Eu-estou-viva. Você já parou pra pensar nisso algum dia? Então, pare. Tire tudo da sua cabeça e só pense nisso, mas bem fundo. Nós estamos vivos! Comecei a rir, joguei a cabeça pra trás e deitei.


– Que isso, Valéria, ficou louca?


– Não. Mas é que é uma sensação muito boa. I Am alive!


-Agora me diz, não é um milagre?


– É. Todos nós somos um milagre.”


(Trecho do livro “depois daquela viagem”, de Valéria Polizzi)


Síndrome da imunodeficiência Adquirida; este é nome oficial, adotado pela comunidade cientifica, que identifica, no rol das doenças, a AIDS. Para quem a conhece de perto, a tradução vem em forma de doenças oportunistas, silenciosas, acompanhadas de um diagnóstico assustador. O ataque sorrateiro do vírus HIV no organismo do contaminado só não é pior do que uma coisa: o preconceito que vem como “brinde”. Conviver com uma expectativa de vida natural diminuída, não se sabe por quanto tempo, esperar pela manifestação dos sintomas, temer qualquer sinal de gripe – pensando que pode ser o princípio de uma pneumonia ou tuberculose, ficar preso o resto da vida à drogas experimentais e à companhia constante do fantasma da morte deve certamente ser no mínimo comparável à sensação de exclusão, à de estar inserido no estigma de “incurável”.


Embora hoje a ciência tenha evoluído bastante, infelizmente a cura ainda não chegou. Por mais eficazes que sejam os coquetéis, por mais que a expectativa de vida dos contaminados aumente a cada dia, a AIDS ainda é considerada mortal.
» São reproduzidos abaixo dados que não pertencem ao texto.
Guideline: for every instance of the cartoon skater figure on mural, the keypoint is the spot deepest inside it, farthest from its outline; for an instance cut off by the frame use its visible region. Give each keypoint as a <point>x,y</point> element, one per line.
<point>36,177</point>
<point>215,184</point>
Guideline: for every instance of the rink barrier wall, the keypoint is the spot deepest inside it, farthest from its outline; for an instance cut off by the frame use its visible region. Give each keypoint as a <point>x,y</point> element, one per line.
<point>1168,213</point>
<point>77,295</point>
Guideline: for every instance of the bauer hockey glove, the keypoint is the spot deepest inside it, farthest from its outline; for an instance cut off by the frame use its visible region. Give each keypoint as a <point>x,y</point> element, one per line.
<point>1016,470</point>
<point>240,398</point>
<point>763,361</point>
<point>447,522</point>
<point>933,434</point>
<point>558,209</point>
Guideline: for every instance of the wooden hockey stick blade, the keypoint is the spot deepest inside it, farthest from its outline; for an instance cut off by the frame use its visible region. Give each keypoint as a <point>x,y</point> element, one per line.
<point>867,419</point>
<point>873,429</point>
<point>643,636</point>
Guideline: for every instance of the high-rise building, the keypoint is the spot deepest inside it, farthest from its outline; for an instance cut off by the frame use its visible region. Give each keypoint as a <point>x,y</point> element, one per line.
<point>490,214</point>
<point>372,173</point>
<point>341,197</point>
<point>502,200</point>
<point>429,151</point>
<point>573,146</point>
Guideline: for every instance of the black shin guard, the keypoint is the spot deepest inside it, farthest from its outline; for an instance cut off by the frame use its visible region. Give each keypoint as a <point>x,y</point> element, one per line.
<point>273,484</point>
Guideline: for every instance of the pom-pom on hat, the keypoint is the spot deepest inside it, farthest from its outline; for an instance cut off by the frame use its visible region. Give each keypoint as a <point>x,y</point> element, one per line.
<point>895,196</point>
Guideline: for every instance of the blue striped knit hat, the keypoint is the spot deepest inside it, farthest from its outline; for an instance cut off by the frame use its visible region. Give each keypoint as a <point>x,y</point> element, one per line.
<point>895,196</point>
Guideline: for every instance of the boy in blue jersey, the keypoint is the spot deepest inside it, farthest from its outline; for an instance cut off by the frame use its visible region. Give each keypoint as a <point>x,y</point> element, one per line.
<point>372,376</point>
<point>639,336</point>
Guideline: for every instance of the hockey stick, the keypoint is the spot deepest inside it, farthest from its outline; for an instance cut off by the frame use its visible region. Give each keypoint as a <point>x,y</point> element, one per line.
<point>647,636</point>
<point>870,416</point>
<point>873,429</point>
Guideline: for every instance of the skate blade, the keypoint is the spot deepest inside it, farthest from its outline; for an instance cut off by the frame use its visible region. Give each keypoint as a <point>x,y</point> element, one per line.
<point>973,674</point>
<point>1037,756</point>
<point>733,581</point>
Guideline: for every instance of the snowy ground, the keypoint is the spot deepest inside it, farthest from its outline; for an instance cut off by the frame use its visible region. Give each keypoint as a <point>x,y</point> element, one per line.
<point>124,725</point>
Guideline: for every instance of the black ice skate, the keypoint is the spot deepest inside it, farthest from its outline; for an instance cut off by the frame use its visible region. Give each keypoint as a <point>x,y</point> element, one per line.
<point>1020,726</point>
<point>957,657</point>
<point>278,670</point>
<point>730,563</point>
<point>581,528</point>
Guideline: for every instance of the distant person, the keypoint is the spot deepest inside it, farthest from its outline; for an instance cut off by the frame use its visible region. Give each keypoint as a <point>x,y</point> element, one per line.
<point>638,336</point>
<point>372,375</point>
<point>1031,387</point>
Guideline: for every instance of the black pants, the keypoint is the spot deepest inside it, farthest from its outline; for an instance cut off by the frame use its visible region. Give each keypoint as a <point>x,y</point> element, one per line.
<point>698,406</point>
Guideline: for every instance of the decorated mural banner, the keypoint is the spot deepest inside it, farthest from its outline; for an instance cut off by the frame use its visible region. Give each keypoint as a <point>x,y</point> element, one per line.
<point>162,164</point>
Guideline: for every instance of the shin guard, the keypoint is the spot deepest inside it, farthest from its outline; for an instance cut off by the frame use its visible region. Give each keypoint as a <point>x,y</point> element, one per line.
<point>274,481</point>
É triste dizer que, mais cedo ou mais tarde, o portador não conseguirá vencer os males acarretados pela sua baixa imunidade.


Obviamente, isso ocorrerá com todos nós: um dia, todos vão morrer, e não temos como evitar.Todavia, quando existe embutido no organismo um vírus incurável, a morte se torna uma infeliz determinante, e o indivíduo vive em função de um amanhã incerto e obscuro, mais do que aquele que não é portador. É como se vivesse à beira do precipício, podendo despencar a qualquer momento, e a paz se faz distante de seu âmago.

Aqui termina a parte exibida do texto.